Since 2000 my work has always been project based. By sheer fate – and maybe some careful planning – all of my projects wrapped up in December of 2019 and there was nothing urgent starting in 2020. So I decided to take a full three weeks off. On Friday, December 20th at 4pm I did a three-step dance: create an out-off-office message; close Outlook on my computer; go into my iPhone settings and slide the little button for my work email account to “off”.
Did I do a full digital detox for three weeks? No. I happily used my Gmail to make plans with friends. I gleefully participated in my WhatsApp college besties chat group, after all, we have a reunion to be excited about. I joyfully used an online software to aid me in phone-banking for a presidential candidate. Whenever I sat at my computer, that little Outlook icon was present at the bottom of the screen, and every day I was more relaxed about not opening it. And the work email detox did exactly what it was supposed to: it rejuvenated me, and it made me really look forward to going back to work.
At 9am on Monday, January 13th, it was time to reverse the three-step dance. I opened Outlook. I deactivated the out-of-office message. And I reached for my iPhone. And then I stopped.
Being an advisor to START for the last 18 months has made me more conscious of my digital health and habits. So I asked myself, in a week where I am not traveling, and where there are no urgent deadlines, why does my iPhone need to have work email coming to it?

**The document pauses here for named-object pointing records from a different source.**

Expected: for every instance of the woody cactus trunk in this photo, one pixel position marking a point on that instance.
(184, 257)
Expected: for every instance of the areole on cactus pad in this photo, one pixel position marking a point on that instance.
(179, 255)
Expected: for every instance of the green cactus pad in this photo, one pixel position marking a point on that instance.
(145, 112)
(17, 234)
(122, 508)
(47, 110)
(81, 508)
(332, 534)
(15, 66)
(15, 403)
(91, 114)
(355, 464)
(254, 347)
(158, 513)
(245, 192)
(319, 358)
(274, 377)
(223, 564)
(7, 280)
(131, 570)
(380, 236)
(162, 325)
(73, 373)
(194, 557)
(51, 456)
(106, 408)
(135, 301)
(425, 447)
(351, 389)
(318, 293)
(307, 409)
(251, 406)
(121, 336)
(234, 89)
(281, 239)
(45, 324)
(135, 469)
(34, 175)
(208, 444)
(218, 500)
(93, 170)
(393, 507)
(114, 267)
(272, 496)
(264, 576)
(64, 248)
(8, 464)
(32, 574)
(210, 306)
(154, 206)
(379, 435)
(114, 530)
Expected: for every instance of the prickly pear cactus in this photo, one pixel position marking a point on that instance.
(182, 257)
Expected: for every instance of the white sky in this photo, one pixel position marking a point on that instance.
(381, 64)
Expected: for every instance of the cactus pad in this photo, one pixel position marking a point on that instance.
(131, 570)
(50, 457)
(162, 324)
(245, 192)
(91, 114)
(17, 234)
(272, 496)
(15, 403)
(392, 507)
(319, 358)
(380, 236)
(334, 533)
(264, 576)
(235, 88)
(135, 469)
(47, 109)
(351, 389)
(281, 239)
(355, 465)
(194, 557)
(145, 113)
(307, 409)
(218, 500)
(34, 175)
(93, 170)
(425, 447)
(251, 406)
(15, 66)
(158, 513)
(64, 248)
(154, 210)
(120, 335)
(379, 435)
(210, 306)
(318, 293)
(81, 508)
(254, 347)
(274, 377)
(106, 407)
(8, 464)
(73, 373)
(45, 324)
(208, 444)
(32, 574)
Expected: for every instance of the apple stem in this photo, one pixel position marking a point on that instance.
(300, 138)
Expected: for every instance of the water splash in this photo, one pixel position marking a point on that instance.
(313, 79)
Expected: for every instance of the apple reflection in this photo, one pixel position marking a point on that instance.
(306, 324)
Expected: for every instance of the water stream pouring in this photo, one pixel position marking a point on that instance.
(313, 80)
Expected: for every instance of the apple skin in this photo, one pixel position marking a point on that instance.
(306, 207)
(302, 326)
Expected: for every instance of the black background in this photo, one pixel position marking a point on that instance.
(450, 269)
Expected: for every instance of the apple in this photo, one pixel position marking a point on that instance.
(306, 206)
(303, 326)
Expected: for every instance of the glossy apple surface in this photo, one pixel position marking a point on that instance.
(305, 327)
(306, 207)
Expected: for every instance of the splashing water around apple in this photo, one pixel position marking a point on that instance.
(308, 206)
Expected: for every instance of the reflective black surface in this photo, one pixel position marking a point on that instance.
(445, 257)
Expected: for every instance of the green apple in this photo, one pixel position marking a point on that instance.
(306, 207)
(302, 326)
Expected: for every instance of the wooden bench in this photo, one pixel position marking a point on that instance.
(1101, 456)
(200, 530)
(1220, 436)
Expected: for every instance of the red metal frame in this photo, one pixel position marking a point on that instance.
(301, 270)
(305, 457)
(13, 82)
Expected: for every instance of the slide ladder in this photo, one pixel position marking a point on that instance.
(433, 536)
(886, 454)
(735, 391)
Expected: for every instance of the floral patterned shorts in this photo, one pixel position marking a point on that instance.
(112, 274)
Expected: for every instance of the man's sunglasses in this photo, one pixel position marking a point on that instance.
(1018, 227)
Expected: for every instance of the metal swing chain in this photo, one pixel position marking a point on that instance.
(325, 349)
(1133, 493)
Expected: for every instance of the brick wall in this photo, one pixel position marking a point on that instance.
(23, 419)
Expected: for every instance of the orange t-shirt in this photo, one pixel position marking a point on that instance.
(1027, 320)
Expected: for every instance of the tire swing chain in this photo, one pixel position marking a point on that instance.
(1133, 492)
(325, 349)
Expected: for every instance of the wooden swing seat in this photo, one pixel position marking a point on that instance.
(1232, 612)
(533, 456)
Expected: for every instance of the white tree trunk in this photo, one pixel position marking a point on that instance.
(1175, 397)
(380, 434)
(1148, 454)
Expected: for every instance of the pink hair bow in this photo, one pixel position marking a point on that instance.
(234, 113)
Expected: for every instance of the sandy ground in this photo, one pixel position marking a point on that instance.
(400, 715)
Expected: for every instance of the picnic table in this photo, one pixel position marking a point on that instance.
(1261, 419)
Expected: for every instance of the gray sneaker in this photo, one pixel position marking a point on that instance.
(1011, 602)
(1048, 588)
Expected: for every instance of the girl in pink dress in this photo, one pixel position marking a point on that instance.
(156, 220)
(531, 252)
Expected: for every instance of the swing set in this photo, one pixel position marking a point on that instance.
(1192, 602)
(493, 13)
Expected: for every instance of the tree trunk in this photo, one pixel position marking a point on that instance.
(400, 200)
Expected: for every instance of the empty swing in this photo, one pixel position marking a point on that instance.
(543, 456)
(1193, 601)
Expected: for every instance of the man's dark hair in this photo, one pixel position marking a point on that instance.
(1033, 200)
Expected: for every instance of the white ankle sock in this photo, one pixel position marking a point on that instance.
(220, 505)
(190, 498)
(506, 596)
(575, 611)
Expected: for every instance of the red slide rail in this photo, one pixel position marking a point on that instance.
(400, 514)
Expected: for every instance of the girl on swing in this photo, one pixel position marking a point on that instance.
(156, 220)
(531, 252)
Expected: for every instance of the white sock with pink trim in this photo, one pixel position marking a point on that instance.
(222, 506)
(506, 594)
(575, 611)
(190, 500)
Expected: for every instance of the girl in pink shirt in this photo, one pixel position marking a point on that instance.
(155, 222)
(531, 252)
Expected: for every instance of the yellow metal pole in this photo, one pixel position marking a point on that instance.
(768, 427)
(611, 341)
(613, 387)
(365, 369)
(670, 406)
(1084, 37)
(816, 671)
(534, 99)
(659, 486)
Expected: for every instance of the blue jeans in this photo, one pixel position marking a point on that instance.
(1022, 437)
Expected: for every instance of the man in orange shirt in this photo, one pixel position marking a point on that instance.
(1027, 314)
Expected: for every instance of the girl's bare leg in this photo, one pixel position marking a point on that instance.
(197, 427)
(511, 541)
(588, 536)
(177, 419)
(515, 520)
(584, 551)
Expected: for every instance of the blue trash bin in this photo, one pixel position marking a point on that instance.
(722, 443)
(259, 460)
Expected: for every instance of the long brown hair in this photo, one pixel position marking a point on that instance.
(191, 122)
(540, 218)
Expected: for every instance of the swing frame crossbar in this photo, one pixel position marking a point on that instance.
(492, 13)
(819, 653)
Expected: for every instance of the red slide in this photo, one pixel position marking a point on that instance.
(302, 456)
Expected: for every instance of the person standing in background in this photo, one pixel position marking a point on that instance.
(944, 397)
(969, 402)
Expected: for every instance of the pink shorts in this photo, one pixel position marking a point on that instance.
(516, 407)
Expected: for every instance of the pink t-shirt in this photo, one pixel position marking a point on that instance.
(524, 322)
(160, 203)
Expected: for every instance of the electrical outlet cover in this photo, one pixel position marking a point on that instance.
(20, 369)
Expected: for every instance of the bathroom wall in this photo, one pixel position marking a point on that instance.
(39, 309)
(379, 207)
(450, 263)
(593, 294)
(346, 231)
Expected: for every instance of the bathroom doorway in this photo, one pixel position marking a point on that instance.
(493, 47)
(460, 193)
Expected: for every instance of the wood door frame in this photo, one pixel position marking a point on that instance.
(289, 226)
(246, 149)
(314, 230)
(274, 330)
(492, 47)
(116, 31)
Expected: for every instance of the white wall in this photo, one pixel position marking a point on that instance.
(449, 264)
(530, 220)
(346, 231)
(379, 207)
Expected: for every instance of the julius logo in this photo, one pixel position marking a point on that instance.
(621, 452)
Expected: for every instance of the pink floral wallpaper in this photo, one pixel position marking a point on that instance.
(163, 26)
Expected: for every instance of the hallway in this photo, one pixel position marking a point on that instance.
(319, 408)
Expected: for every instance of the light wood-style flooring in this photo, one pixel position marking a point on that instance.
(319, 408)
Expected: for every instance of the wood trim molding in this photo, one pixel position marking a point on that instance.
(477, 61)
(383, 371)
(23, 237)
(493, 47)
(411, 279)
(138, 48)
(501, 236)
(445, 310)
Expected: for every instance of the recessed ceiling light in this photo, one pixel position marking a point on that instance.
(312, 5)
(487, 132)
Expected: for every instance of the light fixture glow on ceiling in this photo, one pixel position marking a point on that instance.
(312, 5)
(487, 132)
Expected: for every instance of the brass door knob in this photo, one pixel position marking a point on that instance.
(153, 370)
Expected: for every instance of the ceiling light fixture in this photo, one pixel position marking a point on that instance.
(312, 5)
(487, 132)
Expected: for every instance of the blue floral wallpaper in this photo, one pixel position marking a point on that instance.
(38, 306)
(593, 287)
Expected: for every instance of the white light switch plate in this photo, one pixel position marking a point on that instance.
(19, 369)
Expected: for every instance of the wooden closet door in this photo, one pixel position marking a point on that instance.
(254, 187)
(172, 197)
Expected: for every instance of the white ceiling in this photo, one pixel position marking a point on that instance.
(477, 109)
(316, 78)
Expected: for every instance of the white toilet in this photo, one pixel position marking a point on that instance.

Why was the default to have that little slider in the “on” position? Was it 20 years of sheer habit? Is my sense of self-importance so inflated that I think people need to hear back from me within minutes? Is it a control urge?
Not having work email on my iPhone for those three weeks was so good for my mental health – why not keeping going? So, here is my promise to myself in 2020: the default position of that little slider on my iPhone for work email will be “off”. Yes, there will be exceptions (when I am travelling, when I have a client who’s freaking out about an upcoming board meeting, when there’s a tight deadline)… but those will be exceptions. The default will be “off”.
If your default is “on” – I get it. Mine has been that way for 20 years. Including on most vacations. Even on my honeymoon. It is hard to shake a 20-year habit. But maybe try? Start with a weekend. Then another weekend. Then a whole week. It is addictive. In a good way.